Tron’s over-collateralized, decentralized stablecoin USDD has been doing remarkably well. USDD is unique as its being guided by the first real crypto reserve for the blockchain industry – Tron DAO Reserve (TDR) – with real-time disclosure of the reserve assets backing the stablecoin.
Justin Sun, Tron Founder, plans to use USDD in a compelling use case as a legal tender in the Caribbean and a prominent place on the Huobi crypto exchange. USDD’s significant rise is attributed to Tron DAO as it changed the stablecoin’s operating model in the aftermath of Terra’s collapse. Moreover, it maintains the stablecoin’s equilibrium.
USDD, as per data from Tron DAO Reserve, is over-collateralized with a collateral ratio of 292.8%. This means there is enough on hand to buoy USDD in the event of a selloff. Since its launch six months ago, USDD has risen as the seventh-most-popular stablecoin. It has a market cap of $725 million but is still quite off Tether’s (USDT) $18 billion. USDD stands out from other stablecoins as it only relies on cryptocurrency and other, centralized stablecoins. Sun explained that the reason they came up with USDD is because of centralization. One can use the stablecoin with crypto addresses in a decentralized manner. USDD emerged after learning lessons from Terra’s downfall. Moreover, Tron understands the importance of keeping stablecoins safe from centralized control.

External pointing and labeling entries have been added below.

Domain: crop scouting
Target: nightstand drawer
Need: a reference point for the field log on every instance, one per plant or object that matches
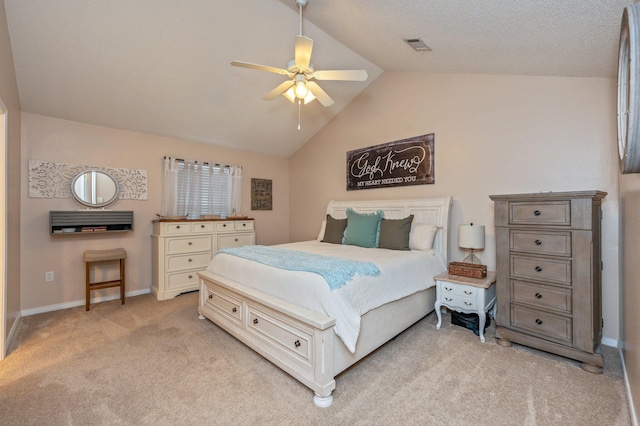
(558, 271)
(541, 323)
(541, 295)
(449, 289)
(536, 242)
(540, 213)
(460, 302)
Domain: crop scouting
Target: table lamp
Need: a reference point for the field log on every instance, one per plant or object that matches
(472, 237)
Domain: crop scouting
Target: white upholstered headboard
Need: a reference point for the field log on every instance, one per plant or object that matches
(424, 210)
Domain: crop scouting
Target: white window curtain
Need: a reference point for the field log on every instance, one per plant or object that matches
(170, 192)
(197, 188)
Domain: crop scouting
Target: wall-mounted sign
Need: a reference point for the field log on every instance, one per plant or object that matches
(400, 163)
(261, 194)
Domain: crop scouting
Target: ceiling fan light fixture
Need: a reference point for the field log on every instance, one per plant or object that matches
(291, 95)
(417, 44)
(301, 91)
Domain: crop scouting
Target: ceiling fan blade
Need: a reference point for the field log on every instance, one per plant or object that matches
(260, 67)
(317, 91)
(282, 87)
(304, 46)
(350, 75)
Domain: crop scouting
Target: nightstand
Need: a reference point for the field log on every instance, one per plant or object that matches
(468, 295)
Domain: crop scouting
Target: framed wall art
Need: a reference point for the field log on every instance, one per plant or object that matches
(400, 163)
(261, 194)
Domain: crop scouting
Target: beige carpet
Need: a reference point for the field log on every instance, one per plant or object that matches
(156, 363)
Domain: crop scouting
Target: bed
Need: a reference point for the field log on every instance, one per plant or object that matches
(295, 330)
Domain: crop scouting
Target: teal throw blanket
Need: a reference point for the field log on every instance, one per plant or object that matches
(336, 271)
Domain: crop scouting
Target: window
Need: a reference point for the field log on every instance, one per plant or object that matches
(203, 189)
(197, 188)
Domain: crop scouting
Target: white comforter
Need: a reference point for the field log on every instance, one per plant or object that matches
(402, 273)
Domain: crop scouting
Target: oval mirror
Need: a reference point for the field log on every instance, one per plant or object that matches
(94, 188)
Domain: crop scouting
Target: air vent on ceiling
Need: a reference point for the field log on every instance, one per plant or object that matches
(417, 44)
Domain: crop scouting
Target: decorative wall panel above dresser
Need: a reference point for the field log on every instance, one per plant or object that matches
(549, 289)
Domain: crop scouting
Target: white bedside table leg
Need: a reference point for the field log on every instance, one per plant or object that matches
(483, 319)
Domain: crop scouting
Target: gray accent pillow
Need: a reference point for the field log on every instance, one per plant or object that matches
(334, 230)
(394, 233)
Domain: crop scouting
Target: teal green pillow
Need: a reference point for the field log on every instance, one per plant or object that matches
(363, 229)
(394, 233)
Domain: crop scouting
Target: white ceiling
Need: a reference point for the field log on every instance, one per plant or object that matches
(163, 66)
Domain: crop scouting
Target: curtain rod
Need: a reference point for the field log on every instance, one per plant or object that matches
(203, 162)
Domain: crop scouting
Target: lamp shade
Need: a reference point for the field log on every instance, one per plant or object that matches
(471, 236)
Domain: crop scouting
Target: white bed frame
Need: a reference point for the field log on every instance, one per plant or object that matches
(302, 342)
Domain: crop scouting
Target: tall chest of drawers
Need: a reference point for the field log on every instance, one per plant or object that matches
(548, 266)
(182, 248)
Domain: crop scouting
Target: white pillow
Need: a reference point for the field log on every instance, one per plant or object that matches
(422, 236)
(322, 227)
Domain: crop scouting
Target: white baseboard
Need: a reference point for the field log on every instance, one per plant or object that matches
(66, 305)
(632, 410)
(12, 333)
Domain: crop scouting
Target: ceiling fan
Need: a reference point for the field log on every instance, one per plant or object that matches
(300, 87)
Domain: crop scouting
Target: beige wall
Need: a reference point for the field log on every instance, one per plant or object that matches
(630, 272)
(63, 141)
(493, 135)
(9, 97)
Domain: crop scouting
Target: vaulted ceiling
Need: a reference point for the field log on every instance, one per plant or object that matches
(163, 66)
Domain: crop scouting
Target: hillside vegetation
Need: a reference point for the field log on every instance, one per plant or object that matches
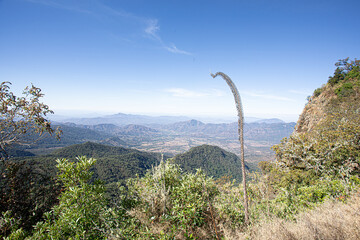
(311, 191)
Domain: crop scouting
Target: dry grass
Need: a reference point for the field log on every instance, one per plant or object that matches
(332, 220)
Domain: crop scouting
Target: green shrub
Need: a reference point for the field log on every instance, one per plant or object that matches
(180, 202)
(345, 90)
(317, 92)
(82, 212)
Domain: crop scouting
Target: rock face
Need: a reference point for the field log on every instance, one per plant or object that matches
(315, 110)
(341, 92)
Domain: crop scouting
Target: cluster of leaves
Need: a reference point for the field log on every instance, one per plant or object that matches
(346, 77)
(22, 115)
(345, 70)
(171, 198)
(331, 148)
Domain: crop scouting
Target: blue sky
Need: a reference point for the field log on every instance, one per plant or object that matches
(155, 57)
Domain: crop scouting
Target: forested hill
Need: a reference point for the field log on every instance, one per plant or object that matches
(113, 163)
(117, 163)
(215, 162)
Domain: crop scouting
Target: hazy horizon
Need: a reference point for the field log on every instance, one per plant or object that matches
(155, 57)
(66, 114)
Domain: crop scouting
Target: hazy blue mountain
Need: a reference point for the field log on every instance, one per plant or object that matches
(270, 120)
(215, 162)
(122, 119)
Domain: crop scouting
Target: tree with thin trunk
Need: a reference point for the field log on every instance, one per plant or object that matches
(241, 135)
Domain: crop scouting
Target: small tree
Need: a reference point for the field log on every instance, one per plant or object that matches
(241, 135)
(20, 116)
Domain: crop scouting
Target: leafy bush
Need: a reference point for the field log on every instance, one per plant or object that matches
(169, 198)
(82, 212)
(317, 92)
(345, 90)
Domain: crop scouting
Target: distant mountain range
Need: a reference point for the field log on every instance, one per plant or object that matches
(116, 164)
(170, 138)
(122, 119)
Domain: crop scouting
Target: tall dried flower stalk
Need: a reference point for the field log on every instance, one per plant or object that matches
(241, 135)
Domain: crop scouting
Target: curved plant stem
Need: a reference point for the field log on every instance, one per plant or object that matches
(241, 135)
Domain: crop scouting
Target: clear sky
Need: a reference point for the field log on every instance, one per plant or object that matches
(155, 57)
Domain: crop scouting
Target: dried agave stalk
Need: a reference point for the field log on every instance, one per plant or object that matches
(241, 135)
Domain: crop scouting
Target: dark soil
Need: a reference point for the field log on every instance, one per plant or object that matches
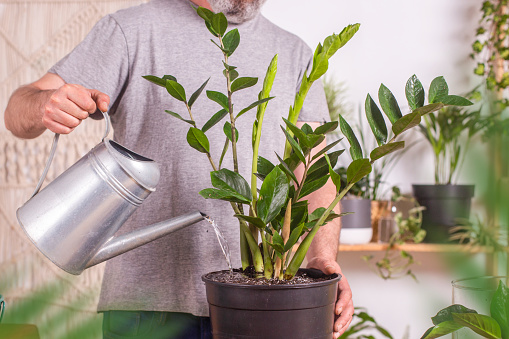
(249, 277)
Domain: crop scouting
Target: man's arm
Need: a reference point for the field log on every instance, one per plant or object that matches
(323, 251)
(50, 103)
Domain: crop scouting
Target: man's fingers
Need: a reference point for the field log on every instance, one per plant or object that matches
(81, 98)
(344, 320)
(56, 127)
(67, 106)
(102, 100)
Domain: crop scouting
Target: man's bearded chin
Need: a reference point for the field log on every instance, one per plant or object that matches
(237, 11)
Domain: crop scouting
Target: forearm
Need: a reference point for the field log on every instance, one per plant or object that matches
(24, 112)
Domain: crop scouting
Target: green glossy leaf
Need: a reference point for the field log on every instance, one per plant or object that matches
(295, 146)
(357, 170)
(178, 116)
(355, 147)
(198, 140)
(437, 89)
(243, 82)
(321, 167)
(389, 104)
(253, 105)
(252, 220)
(455, 100)
(428, 109)
(287, 170)
(320, 67)
(480, 324)
(326, 148)
(383, 150)
(311, 186)
(336, 178)
(223, 153)
(273, 194)
(376, 121)
(499, 308)
(169, 77)
(176, 90)
(214, 120)
(264, 166)
(229, 67)
(227, 180)
(294, 237)
(227, 129)
(307, 129)
(212, 193)
(334, 42)
(445, 314)
(414, 93)
(219, 23)
(218, 97)
(406, 122)
(307, 141)
(327, 127)
(233, 74)
(441, 330)
(197, 93)
(231, 41)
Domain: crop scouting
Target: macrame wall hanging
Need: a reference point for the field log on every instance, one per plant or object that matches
(34, 34)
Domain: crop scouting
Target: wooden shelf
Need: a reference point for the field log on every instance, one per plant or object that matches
(429, 248)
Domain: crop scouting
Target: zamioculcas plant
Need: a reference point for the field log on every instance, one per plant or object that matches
(277, 213)
(455, 317)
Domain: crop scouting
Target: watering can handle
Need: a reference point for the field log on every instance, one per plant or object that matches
(2, 307)
(54, 148)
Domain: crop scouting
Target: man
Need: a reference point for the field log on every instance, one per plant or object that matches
(158, 285)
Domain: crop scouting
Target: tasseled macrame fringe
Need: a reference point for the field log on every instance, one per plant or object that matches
(34, 34)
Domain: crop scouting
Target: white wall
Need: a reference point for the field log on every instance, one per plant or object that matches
(397, 38)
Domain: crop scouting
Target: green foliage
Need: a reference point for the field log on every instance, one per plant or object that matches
(281, 194)
(455, 317)
(362, 324)
(491, 44)
(395, 263)
(450, 130)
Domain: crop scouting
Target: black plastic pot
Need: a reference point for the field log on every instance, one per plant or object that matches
(444, 205)
(272, 311)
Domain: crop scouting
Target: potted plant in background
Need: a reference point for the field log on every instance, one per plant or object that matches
(369, 199)
(272, 209)
(449, 132)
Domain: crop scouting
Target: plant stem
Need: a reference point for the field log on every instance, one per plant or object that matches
(300, 254)
(230, 111)
(298, 102)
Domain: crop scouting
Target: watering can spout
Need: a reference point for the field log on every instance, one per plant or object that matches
(126, 242)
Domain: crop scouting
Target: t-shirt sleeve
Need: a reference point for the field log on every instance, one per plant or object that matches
(99, 62)
(315, 105)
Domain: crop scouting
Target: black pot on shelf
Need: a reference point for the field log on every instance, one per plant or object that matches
(444, 205)
(272, 311)
(356, 227)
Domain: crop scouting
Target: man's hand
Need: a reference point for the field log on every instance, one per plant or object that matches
(344, 306)
(51, 103)
(67, 106)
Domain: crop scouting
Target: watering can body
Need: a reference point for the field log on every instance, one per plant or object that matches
(72, 221)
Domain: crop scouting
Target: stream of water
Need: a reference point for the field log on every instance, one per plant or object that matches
(222, 242)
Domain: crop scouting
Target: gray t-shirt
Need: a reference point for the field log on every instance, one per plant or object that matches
(168, 37)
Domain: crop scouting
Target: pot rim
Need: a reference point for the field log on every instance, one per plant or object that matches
(335, 278)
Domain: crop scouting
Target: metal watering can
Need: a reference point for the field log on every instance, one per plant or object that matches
(72, 221)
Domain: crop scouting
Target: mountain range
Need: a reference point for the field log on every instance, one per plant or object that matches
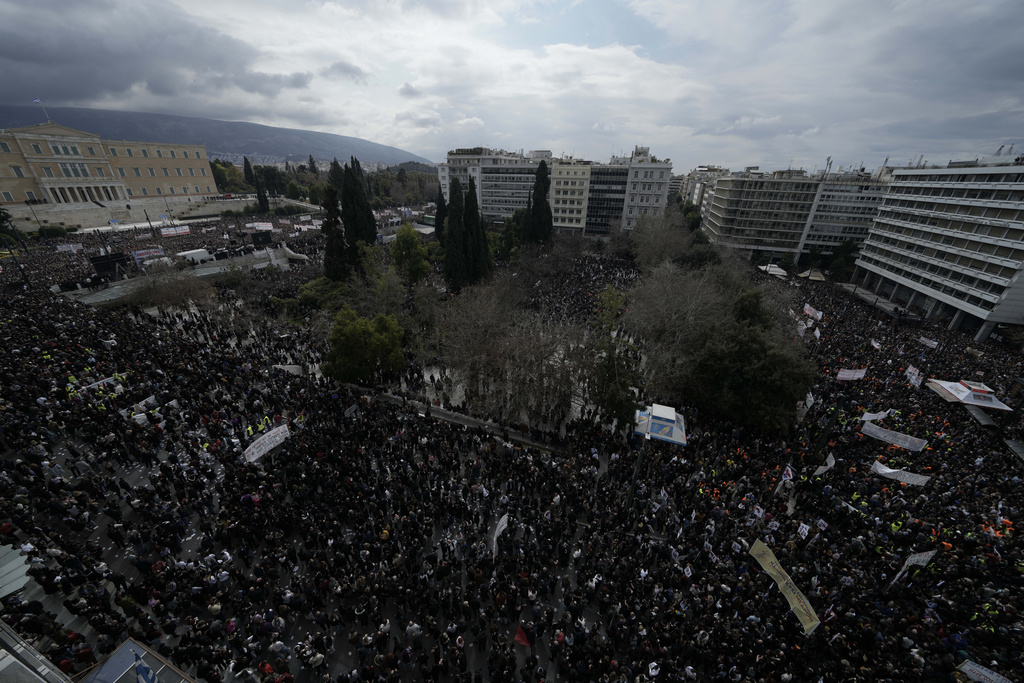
(225, 139)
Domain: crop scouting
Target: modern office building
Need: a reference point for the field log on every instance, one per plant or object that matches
(52, 164)
(948, 243)
(586, 197)
(787, 213)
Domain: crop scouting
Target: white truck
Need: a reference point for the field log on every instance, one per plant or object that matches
(196, 256)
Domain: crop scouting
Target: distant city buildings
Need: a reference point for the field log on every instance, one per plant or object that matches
(948, 243)
(586, 197)
(784, 214)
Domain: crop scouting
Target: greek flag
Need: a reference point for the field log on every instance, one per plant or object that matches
(142, 673)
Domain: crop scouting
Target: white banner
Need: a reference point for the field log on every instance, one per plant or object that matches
(976, 672)
(266, 443)
(502, 525)
(896, 438)
(829, 463)
(900, 475)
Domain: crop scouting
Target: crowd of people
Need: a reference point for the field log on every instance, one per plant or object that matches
(372, 545)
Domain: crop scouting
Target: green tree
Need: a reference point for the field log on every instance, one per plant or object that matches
(615, 372)
(248, 172)
(336, 261)
(456, 269)
(439, 216)
(478, 259)
(541, 221)
(336, 177)
(364, 350)
(410, 255)
(356, 215)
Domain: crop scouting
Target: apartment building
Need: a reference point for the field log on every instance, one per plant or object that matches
(949, 243)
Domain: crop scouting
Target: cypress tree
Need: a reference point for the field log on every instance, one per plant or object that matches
(542, 221)
(455, 252)
(440, 215)
(336, 264)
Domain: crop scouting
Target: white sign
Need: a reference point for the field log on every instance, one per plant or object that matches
(266, 443)
(896, 438)
(900, 475)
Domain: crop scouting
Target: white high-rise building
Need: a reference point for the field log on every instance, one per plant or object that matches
(948, 243)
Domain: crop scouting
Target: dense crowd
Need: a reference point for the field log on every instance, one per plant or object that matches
(366, 548)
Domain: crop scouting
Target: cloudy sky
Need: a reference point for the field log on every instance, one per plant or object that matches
(729, 82)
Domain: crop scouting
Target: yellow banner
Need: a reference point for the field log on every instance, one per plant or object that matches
(798, 601)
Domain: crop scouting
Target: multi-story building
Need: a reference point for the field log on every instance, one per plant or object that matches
(585, 197)
(53, 164)
(787, 213)
(949, 242)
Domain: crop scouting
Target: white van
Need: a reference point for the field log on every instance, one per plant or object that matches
(196, 256)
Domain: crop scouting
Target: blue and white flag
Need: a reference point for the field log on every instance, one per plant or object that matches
(142, 672)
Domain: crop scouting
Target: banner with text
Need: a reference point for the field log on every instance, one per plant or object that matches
(896, 438)
(900, 475)
(798, 601)
(266, 443)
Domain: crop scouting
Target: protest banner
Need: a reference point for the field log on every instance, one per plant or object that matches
(266, 443)
(798, 601)
(813, 312)
(896, 438)
(976, 672)
(900, 475)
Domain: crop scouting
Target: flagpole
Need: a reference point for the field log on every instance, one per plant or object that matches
(40, 102)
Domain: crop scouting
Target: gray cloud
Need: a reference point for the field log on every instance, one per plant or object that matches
(410, 90)
(347, 71)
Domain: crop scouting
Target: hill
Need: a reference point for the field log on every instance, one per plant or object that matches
(226, 139)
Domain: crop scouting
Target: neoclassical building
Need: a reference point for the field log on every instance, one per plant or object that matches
(55, 165)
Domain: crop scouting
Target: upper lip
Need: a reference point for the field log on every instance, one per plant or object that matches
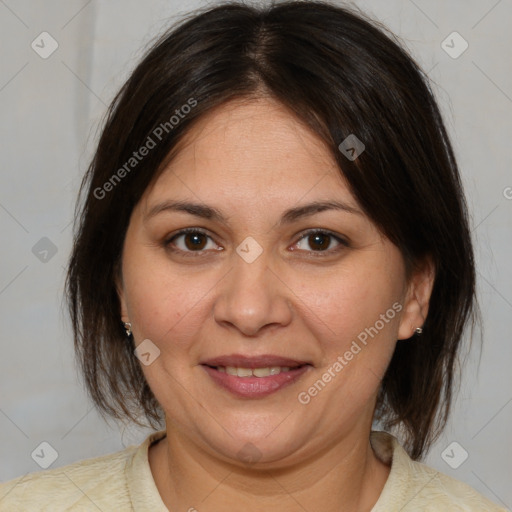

Sun believes in having a strong use case that many stablecoins fail to breach. He said most people use stablecoins to deposit into a pool with 20% API and Tron can use some of the incentives to encourage the growth of the stablecoin. USDD will have a compelling use case thanks to the collaboration between Tron and the government of Dominica. Through this, USDD will be used as legal tender.